Ris-Orangis (France) (AFP) – Planter des fleurs sauvages, ne pas tondre frénétiquement ou mettre des abris à insectes et oiseaux: de plus en plus de particuliers disent stop au modèle du jardin uniforme et ultra-domestiqué pour contribuer au retour des abeilles, papillons et autres êtres vivants.
Avec un million de jardins privés en France, couvrant 1,2 million d’hectares, selon l’Insee, il y a un « beau potentiel pour faire quelque chose face à la perte de biodiversité », estime Isabelle Bouchy, présidente du club du Val de Seine de l’association départementale des jardiniers de l’Essonne.
« C’est quatre fois la surface des parcs naturels en France », donc si chacun des 58% de Français qui possèdent un jardin privé « s’implique là-dedans, même un tout petit peu, ça fait un levier extraordinaire », explique cette sexagénaire, qui organise plusieurs fois par an des visites pour sensibiliser aux pouvoirs extraordinaires des jardins.
Sur le petit terrain qui entoure sa maison à Ris-Orangis (Essonne), Mme Bouchy a créé différents espaces pour favoriser la biodiversité: un potager, des plantations de fleurs, une pelouse où trône un salon de jardin, mais aussi des zones plus sauvages, des arbres et des buissons, une toute petite mare.
« Ce n’est pas parfait ce jardin, mais j’avance. Il s’agit souvent de petites choses » qui peuvent tout changer.
« Je sens la nature qui souffre, la baisse du nombre de papillons, le fait qu’il y ait de moins en moins d’arbres, les plantes qui meurent à cause de la sécheresse. (…) Donc je me suis dit: +Qu’est-ce que je peux faire à mon niveau, chez moi ?+ ».
A bas la tondeuse ?
Pour celle qui rechignait « à laisser le fouillis s’installer », cela n’a pas été simple. « Il a fallu changer (…) ma vision du jardinage. »

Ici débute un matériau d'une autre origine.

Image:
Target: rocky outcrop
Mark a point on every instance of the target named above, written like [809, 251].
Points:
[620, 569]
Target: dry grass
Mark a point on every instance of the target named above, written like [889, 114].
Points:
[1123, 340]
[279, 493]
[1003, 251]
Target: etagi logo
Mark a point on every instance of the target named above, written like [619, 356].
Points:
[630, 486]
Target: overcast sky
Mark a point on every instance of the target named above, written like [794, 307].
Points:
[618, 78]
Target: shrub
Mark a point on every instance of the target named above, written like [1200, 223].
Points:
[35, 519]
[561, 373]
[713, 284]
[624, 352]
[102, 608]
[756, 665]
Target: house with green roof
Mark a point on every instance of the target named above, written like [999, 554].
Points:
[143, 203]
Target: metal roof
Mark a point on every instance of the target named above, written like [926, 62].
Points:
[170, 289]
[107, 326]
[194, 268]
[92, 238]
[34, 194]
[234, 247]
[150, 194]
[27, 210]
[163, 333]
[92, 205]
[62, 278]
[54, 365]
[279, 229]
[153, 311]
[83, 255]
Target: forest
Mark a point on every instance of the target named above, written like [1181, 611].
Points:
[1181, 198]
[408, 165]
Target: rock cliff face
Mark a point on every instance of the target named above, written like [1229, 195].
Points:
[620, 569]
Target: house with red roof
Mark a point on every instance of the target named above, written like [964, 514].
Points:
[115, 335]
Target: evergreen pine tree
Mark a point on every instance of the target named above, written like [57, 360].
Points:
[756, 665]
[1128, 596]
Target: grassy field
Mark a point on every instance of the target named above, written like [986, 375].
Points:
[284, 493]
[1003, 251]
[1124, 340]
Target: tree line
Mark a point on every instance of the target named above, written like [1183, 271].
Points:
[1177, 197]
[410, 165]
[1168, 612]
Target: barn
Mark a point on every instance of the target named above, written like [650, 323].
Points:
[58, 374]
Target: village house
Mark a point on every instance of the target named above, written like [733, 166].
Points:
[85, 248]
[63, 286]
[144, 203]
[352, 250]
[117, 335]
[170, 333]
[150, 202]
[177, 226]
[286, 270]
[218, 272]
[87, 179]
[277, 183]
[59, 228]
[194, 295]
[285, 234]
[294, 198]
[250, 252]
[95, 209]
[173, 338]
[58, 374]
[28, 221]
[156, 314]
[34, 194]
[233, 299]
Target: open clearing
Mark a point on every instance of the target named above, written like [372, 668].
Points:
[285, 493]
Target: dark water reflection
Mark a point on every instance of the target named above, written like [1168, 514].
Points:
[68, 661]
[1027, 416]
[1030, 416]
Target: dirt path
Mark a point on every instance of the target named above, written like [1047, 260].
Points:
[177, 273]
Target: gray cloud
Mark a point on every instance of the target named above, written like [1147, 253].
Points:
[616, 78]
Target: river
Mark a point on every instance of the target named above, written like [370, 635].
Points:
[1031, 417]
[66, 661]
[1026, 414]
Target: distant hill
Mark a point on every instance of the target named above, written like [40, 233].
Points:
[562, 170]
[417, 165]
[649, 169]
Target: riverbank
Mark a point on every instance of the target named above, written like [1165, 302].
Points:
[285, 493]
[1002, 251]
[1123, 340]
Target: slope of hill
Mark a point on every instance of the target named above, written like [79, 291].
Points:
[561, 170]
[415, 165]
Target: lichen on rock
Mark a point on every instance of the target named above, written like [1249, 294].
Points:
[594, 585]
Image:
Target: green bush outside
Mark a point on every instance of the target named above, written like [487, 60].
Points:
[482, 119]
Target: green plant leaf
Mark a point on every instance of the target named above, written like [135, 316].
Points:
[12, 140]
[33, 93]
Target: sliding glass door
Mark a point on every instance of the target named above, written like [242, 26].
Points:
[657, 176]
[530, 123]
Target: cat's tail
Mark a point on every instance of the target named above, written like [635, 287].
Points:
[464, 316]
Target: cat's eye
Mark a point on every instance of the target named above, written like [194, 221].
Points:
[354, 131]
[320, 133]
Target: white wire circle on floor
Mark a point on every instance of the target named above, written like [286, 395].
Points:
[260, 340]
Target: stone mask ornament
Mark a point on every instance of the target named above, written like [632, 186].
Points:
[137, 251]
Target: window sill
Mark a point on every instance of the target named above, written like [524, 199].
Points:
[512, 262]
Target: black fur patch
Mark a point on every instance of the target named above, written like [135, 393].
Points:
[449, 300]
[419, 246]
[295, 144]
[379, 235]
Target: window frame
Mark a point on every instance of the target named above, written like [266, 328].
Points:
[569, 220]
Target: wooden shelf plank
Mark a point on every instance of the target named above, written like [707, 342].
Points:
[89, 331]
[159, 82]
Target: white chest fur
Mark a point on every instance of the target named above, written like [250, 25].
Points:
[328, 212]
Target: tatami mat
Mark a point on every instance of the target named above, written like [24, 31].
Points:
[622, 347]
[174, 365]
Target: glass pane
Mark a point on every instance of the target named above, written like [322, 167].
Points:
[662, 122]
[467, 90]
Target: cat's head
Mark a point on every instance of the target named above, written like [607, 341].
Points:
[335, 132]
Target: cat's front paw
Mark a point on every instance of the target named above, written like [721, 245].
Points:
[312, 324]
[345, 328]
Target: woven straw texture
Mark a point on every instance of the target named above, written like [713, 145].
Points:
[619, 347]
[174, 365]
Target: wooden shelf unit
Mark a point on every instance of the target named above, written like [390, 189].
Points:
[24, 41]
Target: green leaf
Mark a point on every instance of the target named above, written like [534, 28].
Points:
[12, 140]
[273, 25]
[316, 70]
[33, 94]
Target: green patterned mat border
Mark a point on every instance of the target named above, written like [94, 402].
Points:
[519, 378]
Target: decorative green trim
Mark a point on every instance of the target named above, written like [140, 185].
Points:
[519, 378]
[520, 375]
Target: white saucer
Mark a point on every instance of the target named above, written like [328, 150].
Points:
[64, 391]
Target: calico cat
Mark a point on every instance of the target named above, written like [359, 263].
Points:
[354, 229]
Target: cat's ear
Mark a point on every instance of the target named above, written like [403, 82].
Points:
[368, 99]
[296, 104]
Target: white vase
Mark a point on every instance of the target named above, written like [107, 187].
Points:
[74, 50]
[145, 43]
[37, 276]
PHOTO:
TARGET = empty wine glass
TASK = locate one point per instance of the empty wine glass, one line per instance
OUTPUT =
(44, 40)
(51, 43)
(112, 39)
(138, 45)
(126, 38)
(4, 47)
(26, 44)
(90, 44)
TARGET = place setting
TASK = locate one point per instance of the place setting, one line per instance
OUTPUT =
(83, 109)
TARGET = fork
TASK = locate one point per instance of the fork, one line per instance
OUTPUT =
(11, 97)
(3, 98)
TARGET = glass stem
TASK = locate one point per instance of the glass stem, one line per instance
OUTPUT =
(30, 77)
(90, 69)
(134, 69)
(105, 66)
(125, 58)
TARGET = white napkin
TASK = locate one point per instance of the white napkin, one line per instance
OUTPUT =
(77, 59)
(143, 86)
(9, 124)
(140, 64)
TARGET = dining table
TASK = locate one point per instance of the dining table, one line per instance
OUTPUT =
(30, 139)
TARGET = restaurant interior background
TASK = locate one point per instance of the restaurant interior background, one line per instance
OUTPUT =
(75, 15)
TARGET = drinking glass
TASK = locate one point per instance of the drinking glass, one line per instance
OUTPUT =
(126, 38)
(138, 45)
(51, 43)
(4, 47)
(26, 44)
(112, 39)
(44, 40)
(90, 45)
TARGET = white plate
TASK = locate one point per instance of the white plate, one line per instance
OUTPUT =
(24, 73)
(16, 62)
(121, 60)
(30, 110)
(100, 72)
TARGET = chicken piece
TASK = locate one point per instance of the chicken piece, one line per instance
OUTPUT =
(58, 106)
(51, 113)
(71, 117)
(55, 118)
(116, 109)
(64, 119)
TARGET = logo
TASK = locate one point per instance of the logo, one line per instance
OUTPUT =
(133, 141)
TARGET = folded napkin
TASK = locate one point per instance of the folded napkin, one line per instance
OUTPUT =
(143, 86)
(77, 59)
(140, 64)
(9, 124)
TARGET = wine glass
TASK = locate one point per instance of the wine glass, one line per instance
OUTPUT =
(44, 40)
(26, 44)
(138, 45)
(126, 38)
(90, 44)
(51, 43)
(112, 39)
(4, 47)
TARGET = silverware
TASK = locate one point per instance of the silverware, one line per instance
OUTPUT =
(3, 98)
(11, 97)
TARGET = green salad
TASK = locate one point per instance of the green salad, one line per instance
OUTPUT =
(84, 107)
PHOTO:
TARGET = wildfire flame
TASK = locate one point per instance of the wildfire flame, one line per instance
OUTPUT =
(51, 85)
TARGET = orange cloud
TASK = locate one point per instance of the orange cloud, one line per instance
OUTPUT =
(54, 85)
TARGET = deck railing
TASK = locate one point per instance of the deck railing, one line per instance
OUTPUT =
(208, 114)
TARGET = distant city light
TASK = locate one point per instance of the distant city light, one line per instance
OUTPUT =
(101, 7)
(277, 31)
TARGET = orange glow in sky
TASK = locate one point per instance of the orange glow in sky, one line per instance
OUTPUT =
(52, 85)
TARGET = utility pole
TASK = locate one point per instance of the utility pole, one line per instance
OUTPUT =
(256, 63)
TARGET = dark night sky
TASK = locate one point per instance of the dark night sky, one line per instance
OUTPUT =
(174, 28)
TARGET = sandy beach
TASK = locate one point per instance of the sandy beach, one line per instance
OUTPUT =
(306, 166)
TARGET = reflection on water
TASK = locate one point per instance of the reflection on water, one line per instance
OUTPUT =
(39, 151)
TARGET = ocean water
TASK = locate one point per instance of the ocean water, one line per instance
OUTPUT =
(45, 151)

Comme elle, beaucoup de particuliers craignent de se retrouver « au milieu d’une jungle » s’ils laissent la nature reprendre ses droits.
Selon une enquête réalisée en 2022 par le fabricant de matériel suédois Husqvarna auprès de 4.000 propriétaires dans huit pays européens, la biodiversité n’est une « priorité absolue » que pour 22% d’entre eux et 80% avouent ne pas savoir comment en tenir compte.
Seuls 30% ont laissé des parcelles d’herbes folles, alors que 50% restent adeptes d’une pelouse bien verte et rasée de près, ne laissant aucune chance aux graminés et qu’un bref répit aux trèfles et pâquerettes avant le retour rapide d’une tondeuse trop zélée.
En réponse, Plantlige, une association britannique, mène depuis cinq ans une campagne #NoMowMay » (« Mai sans tondeuse ») pour laisser prospérer les fleurs sauvages et fournir ainsi une pitance aux pollinisateurs, menacés d’extinction.
Mme Bouchy tond, elle, sa pelouse « par paliers » et jamais à ras. « Quand vous le tondez trop, le gazon souffre beaucoup plus, il ne peut pas se régénérer et il sèche plus. Donc je laisse (…) des endroits où ça fait 10-15 cm, et ce n’est pas du tout gênant pour marcher, pour vivre là. »
Couloirs écologiques
Pour le reste, pas besoin de révolutionner son jardin.
Outre renoncer aux produits phytosanitaires, interdits en France pour les jardins particuliers depuis 2019, des choses simples peuvent faire la différence: planter des « plantes sauvages permet de faire des étapes pour les insectes, de recréer des petits couloirs écologiques », laisser « un petit amas de bois mort » leur offre un refuge et « laisser une petite partie de jardin qui reste un peu sauvage, ça suffit » aussi.
« Ca peut être juste un mètre ou deux » de large, explique Mme Bouchy, et pour l’esthétique, car « c’est souvent ça qui freine les gens », il suffit d’une petite barrière, de cailloux ou de piquets de couleur.
Autre avantage méconnu d’un jardin plus naturel: il réduit les émissions de gaz à effet de serre (GES), via la transformation des pelouses en potagers, offrant des légumes au meilleur bilan carbone que ceux du commerce, selon une étude menée en 2016 par David Cleveland de l’université américaine de Santa Barbara.
En outre, « les techniques douces de jardinage, d’entretien et de gestion écologique limitent la libération de carbone dans l’atmosphère », souligne la Ligue pour la protection des oiseaux (LPO).
Les haies ou un arbuste sur un balcon « procurent non seulement le gîte et le couvert à la faune sauvage mais aident aussi le climat par leur capacité à stocker le carbone via la photosynthèse », rappelle la LPO.